Russian-backed Syrian troops and allied militia fighters advanced toward the city's southwest and began to wrest control of nearby positions from the jihadists, who initially captured the city in May 2015. Soldiers, backed by Russian airstrikes, retook Palmyra in March 2016, but ISIS recaptured the city in December as the Syrian army and its allies staged a separate, successful campaign to retake Aleppo from various militant groups that seized the northwestern city early on in the country's six-year civil war. As of Wednesday, pro-government sources said it was only a matter of time before Palmyra was again under Syrian President Bashar Assad's control.

"The army's entry to the city will begin very soon," a Syrian military source told Reuters, which cited additional reports in media outlets partisan to Hezbollah, the powerful Lebanese Shiite militant group fighting on Assad's behalf, and combat footage posted on a Telegram account apparently run by ISIS.

During the jihadists' first period of rule over the ancient city of Palmyra, known as Tadmur in Arabic, they destroyed a number of historical sites including an arch that dated back 1800 years. When ISIS occupied the area again in December, it demolished the iconic Tetrapylon monument and the facade of the Roman Theater. The militants have razed statues and structures deemed contrary to their ultraconservative Islamic ideology in both Syria and neighboring Iraq, where a separate, U.S.-backed campaign led by the Iraqi army has also begun expelling ISIS fighters.

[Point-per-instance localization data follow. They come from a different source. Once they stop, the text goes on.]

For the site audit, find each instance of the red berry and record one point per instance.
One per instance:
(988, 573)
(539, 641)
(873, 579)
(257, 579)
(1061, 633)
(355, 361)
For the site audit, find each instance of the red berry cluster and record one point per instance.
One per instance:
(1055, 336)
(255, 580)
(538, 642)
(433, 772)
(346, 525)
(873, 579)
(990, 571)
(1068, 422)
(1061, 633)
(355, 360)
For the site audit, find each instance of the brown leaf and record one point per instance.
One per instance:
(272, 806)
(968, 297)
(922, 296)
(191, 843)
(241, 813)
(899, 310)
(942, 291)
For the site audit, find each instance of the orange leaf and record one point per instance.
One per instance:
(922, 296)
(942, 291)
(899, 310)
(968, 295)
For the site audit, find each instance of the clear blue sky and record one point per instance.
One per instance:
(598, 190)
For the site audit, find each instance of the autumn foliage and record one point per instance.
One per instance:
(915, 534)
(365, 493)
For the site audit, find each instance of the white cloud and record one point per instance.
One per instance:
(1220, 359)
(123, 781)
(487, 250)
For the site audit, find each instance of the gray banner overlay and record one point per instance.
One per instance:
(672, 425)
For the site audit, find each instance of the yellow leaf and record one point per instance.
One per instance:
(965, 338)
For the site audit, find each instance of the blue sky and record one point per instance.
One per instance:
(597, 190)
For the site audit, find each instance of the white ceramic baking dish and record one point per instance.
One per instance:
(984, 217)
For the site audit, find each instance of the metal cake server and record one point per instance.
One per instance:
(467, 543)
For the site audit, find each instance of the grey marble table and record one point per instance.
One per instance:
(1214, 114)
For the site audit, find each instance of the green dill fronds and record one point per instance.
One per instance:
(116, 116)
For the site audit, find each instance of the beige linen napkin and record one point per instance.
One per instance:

Since massive anti-government protests transformed into an armed insurgency against the state in 2011, the Syrian army has fought against various opposition groups for control of the country. Western countries, as well as Turkey and Arab Gulf nations, have supported rebel forces, which attained a number of strategic victories early on, but have since been gutted by infighting and the splintering off of jihadist groups such as Tahrir al-Sham, formerly known as Jabhat Fatah al-Sham and al-Qaeda's Nusra Front before that, and ISIS. Russia's 2015 intervention has bolstered the Syrian army and its allies, allowing pro-government forces to recapture virtually every major city center in Syria.